Je ne suis ni historien ni anthropologue.

En arpentant les étroites rues de Tolède, de Séville, de Ronda, je me suis plusieurs fois demandé pourquoi les fenêtres des maisons espagnoles, ces belles demeures blanches aux balcons ornés de fleurs, étaient si souvent garnies de grilles.

Noires, en fer forgé, elles constituent certainement un ornement, en plus de décourager les intrus. Mais pourquoi en installer à l’étage, où un voleur ne pourrait accéder qu’à l’aide d’une échelle? Faut-il en chercher l’origine dans les guerres contre les Maures? Faut-il remonter à l’Inquisition? Plus récemment, au triste régime de Franco?

L’Espagne voit, ou a vu, le monde extérieur à travers une grille.

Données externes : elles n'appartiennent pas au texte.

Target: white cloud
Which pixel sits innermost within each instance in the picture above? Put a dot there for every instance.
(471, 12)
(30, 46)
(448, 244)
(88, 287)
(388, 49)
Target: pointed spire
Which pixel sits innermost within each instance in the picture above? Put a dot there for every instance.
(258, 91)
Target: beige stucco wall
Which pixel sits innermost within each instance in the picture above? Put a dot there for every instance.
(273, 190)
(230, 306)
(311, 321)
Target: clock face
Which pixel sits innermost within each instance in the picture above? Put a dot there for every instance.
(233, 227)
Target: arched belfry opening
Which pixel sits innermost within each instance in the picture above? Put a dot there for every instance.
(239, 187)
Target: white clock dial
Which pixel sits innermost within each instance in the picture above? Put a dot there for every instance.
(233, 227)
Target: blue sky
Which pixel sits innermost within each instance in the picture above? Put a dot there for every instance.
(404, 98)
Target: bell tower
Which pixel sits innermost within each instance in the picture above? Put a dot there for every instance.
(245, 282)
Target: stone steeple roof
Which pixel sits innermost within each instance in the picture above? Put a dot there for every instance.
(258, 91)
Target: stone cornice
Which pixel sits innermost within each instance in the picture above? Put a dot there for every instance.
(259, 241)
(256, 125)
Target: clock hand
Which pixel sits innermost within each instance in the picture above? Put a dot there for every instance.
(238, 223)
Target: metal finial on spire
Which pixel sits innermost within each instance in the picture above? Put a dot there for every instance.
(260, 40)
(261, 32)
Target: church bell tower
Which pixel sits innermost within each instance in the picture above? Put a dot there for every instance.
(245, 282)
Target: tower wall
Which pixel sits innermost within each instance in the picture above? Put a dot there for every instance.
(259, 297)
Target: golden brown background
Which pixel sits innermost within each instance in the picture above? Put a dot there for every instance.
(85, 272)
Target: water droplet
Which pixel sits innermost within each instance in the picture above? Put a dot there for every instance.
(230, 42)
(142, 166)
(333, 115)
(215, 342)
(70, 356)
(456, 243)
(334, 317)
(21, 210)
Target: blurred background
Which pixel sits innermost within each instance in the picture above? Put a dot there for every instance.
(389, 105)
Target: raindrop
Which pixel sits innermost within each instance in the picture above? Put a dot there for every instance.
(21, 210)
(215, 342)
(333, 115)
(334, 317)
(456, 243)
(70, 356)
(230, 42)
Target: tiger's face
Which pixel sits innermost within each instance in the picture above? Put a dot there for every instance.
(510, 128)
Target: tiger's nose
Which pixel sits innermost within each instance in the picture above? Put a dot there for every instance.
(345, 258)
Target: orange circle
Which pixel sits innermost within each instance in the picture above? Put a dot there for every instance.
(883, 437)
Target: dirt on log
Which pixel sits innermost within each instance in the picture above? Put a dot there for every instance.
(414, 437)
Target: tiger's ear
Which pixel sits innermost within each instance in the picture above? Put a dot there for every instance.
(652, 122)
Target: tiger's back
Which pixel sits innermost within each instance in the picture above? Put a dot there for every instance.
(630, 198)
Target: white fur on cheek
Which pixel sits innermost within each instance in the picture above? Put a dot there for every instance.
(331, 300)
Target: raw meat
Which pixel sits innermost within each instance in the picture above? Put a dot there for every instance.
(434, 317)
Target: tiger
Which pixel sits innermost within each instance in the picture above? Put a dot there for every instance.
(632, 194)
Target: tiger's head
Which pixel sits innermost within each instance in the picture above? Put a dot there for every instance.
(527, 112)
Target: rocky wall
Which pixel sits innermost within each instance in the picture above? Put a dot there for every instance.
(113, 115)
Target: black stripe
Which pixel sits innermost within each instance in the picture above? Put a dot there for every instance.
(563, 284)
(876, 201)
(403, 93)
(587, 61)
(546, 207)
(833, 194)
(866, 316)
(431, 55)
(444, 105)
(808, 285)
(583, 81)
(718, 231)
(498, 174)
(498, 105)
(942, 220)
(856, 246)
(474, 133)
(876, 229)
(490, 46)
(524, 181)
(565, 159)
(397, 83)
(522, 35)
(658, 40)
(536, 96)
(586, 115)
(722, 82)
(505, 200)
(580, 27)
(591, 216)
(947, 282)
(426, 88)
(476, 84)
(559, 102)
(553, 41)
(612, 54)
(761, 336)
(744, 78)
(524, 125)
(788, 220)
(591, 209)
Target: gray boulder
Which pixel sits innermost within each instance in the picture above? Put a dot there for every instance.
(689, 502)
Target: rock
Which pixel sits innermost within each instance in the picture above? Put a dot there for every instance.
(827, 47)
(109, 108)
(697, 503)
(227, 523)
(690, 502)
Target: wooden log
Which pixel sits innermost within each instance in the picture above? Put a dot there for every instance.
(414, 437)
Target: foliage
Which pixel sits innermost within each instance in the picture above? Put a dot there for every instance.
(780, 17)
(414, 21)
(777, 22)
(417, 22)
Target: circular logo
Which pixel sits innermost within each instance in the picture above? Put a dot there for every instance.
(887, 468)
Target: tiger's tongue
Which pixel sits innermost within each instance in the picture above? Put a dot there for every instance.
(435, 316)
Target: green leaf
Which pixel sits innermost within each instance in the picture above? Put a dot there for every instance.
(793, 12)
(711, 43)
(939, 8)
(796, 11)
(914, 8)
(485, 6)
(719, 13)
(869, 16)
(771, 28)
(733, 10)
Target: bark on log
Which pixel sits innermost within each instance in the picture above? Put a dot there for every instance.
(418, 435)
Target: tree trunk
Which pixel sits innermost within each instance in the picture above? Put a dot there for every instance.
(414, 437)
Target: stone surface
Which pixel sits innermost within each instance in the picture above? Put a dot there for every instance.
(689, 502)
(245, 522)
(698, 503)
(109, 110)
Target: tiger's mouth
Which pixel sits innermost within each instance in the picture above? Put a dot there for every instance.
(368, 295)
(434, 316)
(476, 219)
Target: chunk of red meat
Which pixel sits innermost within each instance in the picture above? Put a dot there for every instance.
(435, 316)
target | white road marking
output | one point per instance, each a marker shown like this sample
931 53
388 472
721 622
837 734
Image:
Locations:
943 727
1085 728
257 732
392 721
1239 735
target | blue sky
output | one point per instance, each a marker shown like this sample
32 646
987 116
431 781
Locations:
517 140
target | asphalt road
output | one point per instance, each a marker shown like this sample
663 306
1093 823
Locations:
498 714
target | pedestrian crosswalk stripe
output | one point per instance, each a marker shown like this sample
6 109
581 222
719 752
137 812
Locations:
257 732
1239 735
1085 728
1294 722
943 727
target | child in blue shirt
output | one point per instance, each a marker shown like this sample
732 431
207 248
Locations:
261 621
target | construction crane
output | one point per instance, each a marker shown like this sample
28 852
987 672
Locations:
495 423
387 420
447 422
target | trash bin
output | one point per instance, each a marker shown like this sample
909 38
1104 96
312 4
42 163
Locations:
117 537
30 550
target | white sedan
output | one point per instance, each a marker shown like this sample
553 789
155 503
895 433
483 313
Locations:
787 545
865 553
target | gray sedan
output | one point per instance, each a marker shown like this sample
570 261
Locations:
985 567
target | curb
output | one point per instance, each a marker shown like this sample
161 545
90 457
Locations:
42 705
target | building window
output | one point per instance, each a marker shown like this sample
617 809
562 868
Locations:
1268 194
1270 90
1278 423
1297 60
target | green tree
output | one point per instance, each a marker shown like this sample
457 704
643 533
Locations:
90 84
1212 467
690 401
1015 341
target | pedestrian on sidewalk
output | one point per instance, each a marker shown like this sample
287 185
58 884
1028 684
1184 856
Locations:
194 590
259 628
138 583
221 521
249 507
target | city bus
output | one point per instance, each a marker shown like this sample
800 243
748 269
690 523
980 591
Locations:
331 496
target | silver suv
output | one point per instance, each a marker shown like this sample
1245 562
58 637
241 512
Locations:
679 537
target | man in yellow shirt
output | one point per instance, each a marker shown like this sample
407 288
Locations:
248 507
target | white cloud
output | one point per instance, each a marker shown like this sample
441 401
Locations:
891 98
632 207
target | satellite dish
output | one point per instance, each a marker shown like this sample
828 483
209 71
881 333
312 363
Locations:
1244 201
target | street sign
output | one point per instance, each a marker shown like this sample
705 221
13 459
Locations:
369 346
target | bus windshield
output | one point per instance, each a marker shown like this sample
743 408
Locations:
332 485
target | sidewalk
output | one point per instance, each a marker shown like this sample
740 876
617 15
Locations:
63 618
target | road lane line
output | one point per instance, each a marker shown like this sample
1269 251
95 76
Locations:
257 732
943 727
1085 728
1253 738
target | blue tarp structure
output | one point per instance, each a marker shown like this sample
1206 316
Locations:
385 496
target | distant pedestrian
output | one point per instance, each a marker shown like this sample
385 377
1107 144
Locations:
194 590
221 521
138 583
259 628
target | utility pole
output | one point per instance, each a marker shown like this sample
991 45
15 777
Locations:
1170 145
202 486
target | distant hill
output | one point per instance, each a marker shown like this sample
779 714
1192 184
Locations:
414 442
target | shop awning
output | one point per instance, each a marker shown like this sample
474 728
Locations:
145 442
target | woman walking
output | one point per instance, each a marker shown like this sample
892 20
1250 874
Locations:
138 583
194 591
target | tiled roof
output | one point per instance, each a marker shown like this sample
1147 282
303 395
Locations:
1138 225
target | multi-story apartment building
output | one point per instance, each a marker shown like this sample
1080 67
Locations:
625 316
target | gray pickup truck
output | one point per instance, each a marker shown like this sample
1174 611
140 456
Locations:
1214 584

Quand elles ne sont pas pourvues de grilles, les fenêtres des étages sont le plus souvent ceintes, à mi-hauteur, de ces garde-fous noirs, si jolis, qu’on retrouve aussi au Portugal. Patios et jardins intérieurs, univers clos, lourdes portes de bois bardées de ferrures: tout se passe comme s’il fallait séparer de façon claire le dedans du dehors, où l’ennemi peut toujours rôder.

Les grilles pourraient aussi exercer la fonction inverse: empêcher de sortir. Dans l’ancienne société puritaine, ultra-catholique, les jeunes filles y soupiraient peut-être dans l’attente de soupirants.